La congélation puis la décongélation créent de nombreuses autres modifications microstructurales et altérations des composants de la viande qui ne peuvent être clairement distinguées par une évaluation visuelle. Les méthodologies analytiques peuvent saisir ces différences. Le NIR a été utilisé pour différencier la viande de bœuf, de porc et d’agneau congelée/décongelée (Evans et al., 1998). La technique spectroscopique dans différentes configurations a été utilisée récemment par plusieurs auteurs. Par exemple, les systèmes d’imagerie hyperspectrale NIR et VIS/NIR ont été appliqués pour différencier les muscles porcins frais des muscles congelés/décongelés, avec une classification correcte allant d’environ 90 % à 100 % des échantillons (c’est-à-dire Douglas et al, 2013).

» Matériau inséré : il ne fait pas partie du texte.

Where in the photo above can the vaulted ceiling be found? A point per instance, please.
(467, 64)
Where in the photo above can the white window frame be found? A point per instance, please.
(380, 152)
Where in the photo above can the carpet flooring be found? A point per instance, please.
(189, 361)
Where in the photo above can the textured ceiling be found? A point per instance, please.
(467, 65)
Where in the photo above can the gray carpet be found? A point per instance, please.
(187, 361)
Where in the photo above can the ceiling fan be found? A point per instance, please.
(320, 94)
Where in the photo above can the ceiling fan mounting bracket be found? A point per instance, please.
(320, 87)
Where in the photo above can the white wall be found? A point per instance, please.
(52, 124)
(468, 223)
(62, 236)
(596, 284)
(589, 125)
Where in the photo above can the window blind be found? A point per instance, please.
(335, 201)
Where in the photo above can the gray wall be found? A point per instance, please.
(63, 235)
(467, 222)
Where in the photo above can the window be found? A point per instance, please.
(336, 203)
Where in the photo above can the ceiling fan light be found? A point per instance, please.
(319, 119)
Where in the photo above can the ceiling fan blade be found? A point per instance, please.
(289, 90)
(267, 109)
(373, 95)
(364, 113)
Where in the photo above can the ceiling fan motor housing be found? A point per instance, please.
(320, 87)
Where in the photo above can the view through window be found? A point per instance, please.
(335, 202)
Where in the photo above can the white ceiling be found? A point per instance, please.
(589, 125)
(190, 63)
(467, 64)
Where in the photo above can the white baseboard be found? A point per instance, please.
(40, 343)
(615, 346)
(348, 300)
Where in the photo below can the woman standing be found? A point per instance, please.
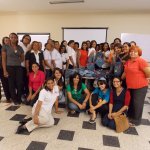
(82, 55)
(4, 80)
(12, 56)
(34, 55)
(119, 102)
(99, 99)
(77, 102)
(65, 57)
(136, 71)
(41, 112)
(36, 81)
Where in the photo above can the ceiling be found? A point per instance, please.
(28, 6)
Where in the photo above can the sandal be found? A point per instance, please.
(73, 112)
(92, 121)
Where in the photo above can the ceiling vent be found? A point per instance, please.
(65, 1)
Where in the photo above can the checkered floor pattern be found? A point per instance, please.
(70, 132)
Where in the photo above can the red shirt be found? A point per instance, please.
(126, 100)
(37, 81)
(83, 58)
(135, 77)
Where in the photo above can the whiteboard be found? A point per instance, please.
(84, 34)
(142, 40)
(40, 37)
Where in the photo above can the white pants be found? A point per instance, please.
(45, 120)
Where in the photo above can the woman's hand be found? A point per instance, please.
(91, 108)
(110, 116)
(80, 106)
(36, 119)
(114, 115)
(83, 105)
(29, 97)
(5, 74)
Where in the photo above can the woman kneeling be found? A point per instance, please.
(41, 110)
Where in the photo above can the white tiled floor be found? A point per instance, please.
(83, 139)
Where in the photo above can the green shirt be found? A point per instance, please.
(77, 95)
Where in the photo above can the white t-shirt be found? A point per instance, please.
(71, 52)
(25, 49)
(57, 57)
(48, 57)
(65, 57)
(48, 99)
(90, 50)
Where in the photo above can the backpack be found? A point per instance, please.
(118, 68)
(99, 61)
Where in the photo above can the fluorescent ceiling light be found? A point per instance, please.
(65, 1)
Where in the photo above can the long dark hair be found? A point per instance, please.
(45, 84)
(62, 77)
(79, 83)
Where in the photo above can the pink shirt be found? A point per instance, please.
(135, 76)
(37, 81)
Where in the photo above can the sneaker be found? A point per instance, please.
(92, 121)
(24, 121)
(21, 130)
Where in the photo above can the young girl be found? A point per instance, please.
(119, 103)
(75, 88)
(41, 111)
(99, 99)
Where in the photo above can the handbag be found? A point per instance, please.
(122, 123)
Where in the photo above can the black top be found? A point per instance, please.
(31, 58)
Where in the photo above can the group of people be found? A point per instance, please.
(37, 77)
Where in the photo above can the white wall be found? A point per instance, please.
(117, 23)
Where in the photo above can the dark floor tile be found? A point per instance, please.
(56, 120)
(132, 131)
(73, 115)
(111, 141)
(1, 138)
(145, 122)
(62, 105)
(146, 102)
(35, 145)
(24, 133)
(80, 148)
(18, 117)
(66, 135)
(87, 125)
(12, 108)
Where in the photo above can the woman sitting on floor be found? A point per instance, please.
(119, 102)
(41, 111)
(99, 99)
(36, 81)
(77, 101)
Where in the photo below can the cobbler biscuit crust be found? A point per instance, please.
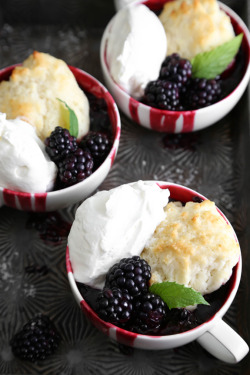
(193, 246)
(32, 91)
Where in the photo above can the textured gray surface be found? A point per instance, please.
(213, 161)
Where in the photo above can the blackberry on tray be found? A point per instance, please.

Górska-Horczyczak et al. (2016) ont différencié les morceaux de porc frais des morceaux congelés/décongelés avec un nez électronique basé sur la chromatographie en phase gazeuse ultrarapide soutenu par un réseau neuronal artificiel supervisé pour l’analyse des données acquises atteignant un taux de classification correcte de 80 % à 90 % des échantillons. Chen et al. (2016) ont proposé l’utilisation de mesures d’impédance pour distinguer le muscle de poitrine de poulet frais et congelé-décongelé avec une précision de prédiction allant d’environ 85% à 100%, en fonction du nombre de cycles de congélation/décongélation et des méthodes utilisées pour l’analyse des données.

D’autres méthodes qui ont été proposées pour détecter la viande congelée/décongelée (c’est-à-dire, analyse de l’ADN par PCR, microscopie optique, microscopie électronique, évaluations de l’odeur, de la couleur et de la tendreté ; Ballin et Lametsch, 2008) n’ont pas trouvé d’application pratique. Le niveau de dégradation de l’ARN pourrait potentiellement fournir de nouvelles solutions analytiques pour évaluer le temps écoulé depuis l’abattage et également le niveau des traitements post-mortem de la viande, y compris la congélation et la décongélation (Fontanesi et al., 2008a).